With the pandemic forcing millions of Americans into layoffs or leaving their jobs to take care of their kids, a lot of people have started running canning, cooking and baking businesses out of their kitchens. Registration for home food processing went up nearly 70% in New York state last year, according to its Department of Agriculture and Markets. And it’s up almost 1,000% since it became legal in Minnesota a little over five years ago, according to the Minnesota Cottage Food Producer’s Association. Many states expanded cottage food laws as recently as last year, just in time for the pandemic.

Ben Grossman started Benny’s Bagels out of his parents’ kitchen in Arlington, Massachusetts, after being laid off as a traveling chef with Cirque du Soleil.

“One of my friends was just like, ‘Hey man, you love bagels. You should just start making some bagels.’ You know, I was making 12 or 16 at a time, and all of a sudden I was making 250 or 300 bagels in a week. And I just kinda looked up and was like, ‘I think I might have a business here,'” Grossman said, laughing.

Benny’s Bagels has all the usual flavors, plus asiago, sriracha and broccoli cheddar. They go for $2-$3 apiece, and Grossman does $1,600 a month in sales. It’s about all he can manage from a home kitchen.

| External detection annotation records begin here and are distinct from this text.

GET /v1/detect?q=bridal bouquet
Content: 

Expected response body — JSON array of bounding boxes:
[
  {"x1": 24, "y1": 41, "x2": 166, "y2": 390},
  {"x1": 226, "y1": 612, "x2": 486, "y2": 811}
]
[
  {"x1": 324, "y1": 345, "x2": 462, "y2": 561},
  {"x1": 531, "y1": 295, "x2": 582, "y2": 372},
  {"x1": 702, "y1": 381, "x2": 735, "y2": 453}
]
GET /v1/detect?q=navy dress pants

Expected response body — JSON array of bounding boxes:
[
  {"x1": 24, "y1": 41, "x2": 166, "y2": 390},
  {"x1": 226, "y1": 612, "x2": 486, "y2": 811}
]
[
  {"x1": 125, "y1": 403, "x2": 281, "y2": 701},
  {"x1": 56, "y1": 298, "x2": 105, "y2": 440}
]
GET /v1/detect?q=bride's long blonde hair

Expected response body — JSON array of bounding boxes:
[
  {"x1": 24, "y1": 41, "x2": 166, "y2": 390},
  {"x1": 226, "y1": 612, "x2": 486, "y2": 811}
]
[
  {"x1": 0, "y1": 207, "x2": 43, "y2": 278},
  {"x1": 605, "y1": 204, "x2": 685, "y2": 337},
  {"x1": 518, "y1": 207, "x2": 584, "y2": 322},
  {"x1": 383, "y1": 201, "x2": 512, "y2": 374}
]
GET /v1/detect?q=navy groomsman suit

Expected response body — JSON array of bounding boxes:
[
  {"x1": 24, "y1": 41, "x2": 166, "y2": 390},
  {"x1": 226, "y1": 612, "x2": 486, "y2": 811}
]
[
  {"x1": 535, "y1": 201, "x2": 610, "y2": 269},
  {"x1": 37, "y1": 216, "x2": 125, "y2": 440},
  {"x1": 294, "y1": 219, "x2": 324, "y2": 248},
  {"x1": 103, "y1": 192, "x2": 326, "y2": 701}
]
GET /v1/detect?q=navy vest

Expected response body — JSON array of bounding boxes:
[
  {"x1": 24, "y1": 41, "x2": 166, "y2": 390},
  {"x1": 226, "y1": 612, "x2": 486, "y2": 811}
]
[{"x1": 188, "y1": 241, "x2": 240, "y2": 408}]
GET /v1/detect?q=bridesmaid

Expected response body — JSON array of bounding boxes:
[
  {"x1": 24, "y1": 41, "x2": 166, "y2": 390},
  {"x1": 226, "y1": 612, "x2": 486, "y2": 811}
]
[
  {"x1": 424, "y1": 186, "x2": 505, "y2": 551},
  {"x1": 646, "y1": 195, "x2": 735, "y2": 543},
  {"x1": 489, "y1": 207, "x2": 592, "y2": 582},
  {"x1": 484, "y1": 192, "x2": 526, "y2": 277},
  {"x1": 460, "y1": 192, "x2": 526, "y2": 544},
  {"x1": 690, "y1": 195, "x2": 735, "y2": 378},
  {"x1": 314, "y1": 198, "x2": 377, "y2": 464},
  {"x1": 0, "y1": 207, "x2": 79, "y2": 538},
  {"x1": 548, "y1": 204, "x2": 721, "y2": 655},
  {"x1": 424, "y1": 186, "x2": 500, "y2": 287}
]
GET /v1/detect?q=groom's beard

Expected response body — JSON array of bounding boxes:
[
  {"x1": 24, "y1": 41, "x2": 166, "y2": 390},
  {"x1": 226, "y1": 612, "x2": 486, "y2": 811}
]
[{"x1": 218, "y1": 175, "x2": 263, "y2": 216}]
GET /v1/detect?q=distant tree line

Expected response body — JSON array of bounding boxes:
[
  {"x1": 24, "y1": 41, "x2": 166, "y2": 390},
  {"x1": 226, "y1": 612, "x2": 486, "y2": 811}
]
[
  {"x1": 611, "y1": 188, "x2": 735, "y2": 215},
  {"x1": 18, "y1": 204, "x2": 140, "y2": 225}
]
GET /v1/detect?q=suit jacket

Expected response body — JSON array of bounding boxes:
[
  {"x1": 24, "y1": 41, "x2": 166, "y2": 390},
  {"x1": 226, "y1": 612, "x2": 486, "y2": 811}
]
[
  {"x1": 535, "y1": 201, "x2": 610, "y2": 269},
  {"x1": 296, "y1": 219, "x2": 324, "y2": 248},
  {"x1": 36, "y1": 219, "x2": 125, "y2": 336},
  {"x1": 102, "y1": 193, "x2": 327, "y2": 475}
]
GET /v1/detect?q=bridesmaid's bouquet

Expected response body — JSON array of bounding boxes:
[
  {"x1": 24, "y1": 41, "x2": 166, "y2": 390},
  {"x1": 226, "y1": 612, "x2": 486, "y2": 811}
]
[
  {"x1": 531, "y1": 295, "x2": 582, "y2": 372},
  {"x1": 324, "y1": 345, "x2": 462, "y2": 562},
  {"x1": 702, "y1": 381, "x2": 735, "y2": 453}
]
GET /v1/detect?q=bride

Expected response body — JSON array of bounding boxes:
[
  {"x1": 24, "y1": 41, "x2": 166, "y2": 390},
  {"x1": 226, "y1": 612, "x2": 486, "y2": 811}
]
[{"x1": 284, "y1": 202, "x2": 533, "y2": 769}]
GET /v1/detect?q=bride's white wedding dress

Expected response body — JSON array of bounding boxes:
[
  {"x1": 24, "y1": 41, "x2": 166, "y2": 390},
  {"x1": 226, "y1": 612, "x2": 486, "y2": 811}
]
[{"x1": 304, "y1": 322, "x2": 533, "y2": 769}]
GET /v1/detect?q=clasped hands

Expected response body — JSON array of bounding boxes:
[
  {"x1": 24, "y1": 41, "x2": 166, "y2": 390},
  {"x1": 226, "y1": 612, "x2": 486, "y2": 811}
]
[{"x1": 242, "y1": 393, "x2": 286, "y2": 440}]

“You know, you only have one oven. I can only bake 24 at a time. I can only boil six to 10 at a time. And when I’m having to make 200 bagels in a day, it just makes for long days,” he said.

Grossman’s hours run 5 a.m. to 5 p.m. because Mom and Dad shut down the operation during dinner. And the work is exhausting. He’s broken so many mixing bowls that he now kneads the dough by hand. He’s looked into commercial kitchen space, but the rent would eat up half his sales. He also considered opening a store.

And for most home cooks, that’s a pretty big leap. Kathrine Gregory, president of the New York Small Scale Food Processors Association, has seen a lot of home cooks try to make that leap — and fail.

“It just required more time than they expected, more effort than they expected” and also an understanding of the costs, profit margins and marketing it takes to make your salad dressing or hot sauce successful. Gregory said hot sauce is the thing right now among home cooks.

Then there are all the rules. Massachusetts requires kitchen inspections. In Oregon, it’s OK to make bread, but not focaccia. In North Carolina, certain sauces have to be sent to a lab for testing.

Gregory likes to remind people that “there is nothing wrong with doing this as a hobby.”

That’s all some people want. Lata Asher started Auntie Makes Chapati in Rochester, New York, last year. She’s retired and missed cooking her big weekly dinners for friends and family.

“I’m not doing it for money. I’m enjoying when people say they love my food,” she said. “That’s it.”

Making fresh samosas and chutneys has kept her going in a year when she’s been too scared to leave her home. “If you don’t have anything to do or no plan in your mind that what you will do tomorrow morning, it makes you really upset.”

Gartmann, of Garty Goodies, thinks one reason her cookie kits are most popular with adults is that those adults need a break from Zoom and Netflix. She would like to eventually sell these kits in stores, with recipes for making the cookies and icing yourself plus tools and decorations. She wants to keep running her business from home, she’d just like to spend less time in the kitchen.